Further, from at least January 2016 through August 2019, “AssetMark received custodial support payments from certain third-party custodians on the platform without full and fair disclosure of the associated conflicts of interest to AssetMark clients,” the SEC order states.

Custodial support payments were contracted amounts paid directly to AssetMark from third-party custodians based on assets held in certain no-transaction-fee mutual funds.

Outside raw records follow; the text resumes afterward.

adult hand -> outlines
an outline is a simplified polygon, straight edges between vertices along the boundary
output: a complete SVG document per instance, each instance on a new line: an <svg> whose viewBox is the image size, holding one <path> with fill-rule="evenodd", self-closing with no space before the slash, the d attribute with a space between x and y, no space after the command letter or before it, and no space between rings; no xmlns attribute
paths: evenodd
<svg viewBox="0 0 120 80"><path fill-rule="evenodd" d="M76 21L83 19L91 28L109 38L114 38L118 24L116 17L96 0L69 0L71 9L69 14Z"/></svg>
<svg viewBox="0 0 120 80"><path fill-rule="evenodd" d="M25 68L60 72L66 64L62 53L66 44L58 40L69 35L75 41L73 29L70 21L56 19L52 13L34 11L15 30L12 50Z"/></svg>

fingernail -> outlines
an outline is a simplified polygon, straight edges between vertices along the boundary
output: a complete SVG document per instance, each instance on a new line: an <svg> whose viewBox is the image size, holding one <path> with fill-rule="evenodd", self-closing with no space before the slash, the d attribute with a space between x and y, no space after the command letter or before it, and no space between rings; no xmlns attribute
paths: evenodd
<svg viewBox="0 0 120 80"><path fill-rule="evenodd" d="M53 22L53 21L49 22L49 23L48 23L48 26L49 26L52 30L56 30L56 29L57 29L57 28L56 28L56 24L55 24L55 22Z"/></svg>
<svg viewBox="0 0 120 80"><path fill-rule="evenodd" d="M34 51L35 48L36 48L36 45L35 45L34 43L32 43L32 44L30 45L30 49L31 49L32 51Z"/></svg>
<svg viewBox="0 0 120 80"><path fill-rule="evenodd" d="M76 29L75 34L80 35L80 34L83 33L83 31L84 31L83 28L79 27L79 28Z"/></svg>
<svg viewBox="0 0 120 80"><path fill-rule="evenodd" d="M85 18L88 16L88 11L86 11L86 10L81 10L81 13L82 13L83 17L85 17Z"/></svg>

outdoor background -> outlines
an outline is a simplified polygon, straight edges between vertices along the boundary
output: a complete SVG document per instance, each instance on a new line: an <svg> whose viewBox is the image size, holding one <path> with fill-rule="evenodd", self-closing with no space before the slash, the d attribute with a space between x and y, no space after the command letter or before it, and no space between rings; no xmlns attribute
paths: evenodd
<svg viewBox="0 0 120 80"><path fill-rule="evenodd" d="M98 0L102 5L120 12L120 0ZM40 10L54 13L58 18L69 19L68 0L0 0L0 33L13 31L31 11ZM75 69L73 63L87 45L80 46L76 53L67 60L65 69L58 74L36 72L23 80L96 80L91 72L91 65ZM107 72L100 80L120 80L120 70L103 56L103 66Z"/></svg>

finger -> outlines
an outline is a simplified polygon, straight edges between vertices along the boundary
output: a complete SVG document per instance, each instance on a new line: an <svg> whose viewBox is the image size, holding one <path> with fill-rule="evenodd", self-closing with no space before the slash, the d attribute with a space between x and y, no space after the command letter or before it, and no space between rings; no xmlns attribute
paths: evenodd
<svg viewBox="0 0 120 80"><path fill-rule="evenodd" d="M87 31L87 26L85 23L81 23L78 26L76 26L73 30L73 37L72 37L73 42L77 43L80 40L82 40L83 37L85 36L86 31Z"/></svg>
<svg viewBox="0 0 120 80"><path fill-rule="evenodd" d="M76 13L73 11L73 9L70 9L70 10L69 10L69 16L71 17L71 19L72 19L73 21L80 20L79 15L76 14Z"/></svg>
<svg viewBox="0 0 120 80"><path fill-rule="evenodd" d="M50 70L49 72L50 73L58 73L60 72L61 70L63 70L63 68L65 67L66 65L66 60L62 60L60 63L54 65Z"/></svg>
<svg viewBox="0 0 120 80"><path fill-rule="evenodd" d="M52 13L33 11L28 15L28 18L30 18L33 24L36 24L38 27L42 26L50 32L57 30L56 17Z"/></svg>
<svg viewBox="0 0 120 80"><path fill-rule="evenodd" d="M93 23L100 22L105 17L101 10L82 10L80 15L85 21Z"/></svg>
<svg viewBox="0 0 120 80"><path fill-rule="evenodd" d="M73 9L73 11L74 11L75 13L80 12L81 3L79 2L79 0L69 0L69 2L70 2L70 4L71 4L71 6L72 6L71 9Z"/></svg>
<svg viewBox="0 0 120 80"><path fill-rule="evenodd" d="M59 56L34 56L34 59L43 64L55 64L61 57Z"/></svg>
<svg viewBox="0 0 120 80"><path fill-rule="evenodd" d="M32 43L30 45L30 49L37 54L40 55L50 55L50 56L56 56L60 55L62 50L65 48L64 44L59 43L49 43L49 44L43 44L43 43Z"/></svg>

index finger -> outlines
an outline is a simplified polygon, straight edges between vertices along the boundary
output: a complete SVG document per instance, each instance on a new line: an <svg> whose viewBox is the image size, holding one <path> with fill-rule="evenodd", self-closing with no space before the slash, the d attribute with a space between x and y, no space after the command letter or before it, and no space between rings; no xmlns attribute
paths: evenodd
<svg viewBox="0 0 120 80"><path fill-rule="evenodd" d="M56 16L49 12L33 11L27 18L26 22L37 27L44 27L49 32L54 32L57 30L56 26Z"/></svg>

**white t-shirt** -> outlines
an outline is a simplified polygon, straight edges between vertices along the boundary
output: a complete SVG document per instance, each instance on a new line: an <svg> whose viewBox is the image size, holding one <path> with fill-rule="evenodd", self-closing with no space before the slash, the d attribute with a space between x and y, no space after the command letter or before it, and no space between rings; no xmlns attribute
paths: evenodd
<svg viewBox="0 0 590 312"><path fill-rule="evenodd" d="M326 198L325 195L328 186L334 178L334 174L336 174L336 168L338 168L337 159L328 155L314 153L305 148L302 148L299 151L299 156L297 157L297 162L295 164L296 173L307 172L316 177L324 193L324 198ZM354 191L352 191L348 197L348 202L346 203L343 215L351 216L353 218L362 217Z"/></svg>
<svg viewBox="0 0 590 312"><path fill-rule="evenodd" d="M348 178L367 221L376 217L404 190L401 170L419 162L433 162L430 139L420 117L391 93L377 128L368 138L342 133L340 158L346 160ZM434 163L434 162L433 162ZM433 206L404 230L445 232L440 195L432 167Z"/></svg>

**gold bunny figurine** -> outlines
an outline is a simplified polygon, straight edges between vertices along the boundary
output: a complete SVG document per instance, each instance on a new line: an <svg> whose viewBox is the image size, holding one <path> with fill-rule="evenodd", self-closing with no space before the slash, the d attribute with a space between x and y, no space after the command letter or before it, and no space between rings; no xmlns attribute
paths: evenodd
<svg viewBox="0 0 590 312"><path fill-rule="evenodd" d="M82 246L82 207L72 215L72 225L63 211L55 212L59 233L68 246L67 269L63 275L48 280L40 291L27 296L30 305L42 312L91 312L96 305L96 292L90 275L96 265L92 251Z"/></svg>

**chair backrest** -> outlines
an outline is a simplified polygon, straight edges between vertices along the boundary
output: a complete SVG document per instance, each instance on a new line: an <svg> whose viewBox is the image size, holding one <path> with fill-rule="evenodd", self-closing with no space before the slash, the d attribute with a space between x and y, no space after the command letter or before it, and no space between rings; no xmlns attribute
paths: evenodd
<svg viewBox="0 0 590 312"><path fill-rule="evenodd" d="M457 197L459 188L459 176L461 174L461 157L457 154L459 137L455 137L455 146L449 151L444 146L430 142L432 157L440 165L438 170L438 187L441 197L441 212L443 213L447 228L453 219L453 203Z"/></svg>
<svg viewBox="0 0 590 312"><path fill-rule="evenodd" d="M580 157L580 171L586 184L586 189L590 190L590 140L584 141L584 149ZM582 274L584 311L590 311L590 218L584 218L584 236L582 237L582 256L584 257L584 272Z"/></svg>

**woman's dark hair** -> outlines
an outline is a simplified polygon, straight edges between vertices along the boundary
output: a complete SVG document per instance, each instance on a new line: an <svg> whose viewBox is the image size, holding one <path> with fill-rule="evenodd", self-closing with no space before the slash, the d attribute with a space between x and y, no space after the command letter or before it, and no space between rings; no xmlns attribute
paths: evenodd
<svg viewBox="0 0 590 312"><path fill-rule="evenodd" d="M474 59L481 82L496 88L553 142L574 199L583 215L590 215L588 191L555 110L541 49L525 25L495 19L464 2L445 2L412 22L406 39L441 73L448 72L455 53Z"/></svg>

“While AssetMark disclosed receipt of the custodial support payments, it failed to disclose that in some cases there were lower fee share classes with lower expense ratios than the NTF share classes, that would not result in payments to AssetMark,” according to the order.

Earlier this month, AssetMark tapped Michael Kim to serve as its CEO, following the departure of Natalie Wolfsen. Wolfsen joined AssetMark in mid-2014, was its CEO since March 2021 and is set to become CEO of Orion Advisor Solutions in mid-October. Assetmark’s earlier CEO was Charles Goldman (January 2014 to March 2021); he is now executive chair of Orion’s board of directors.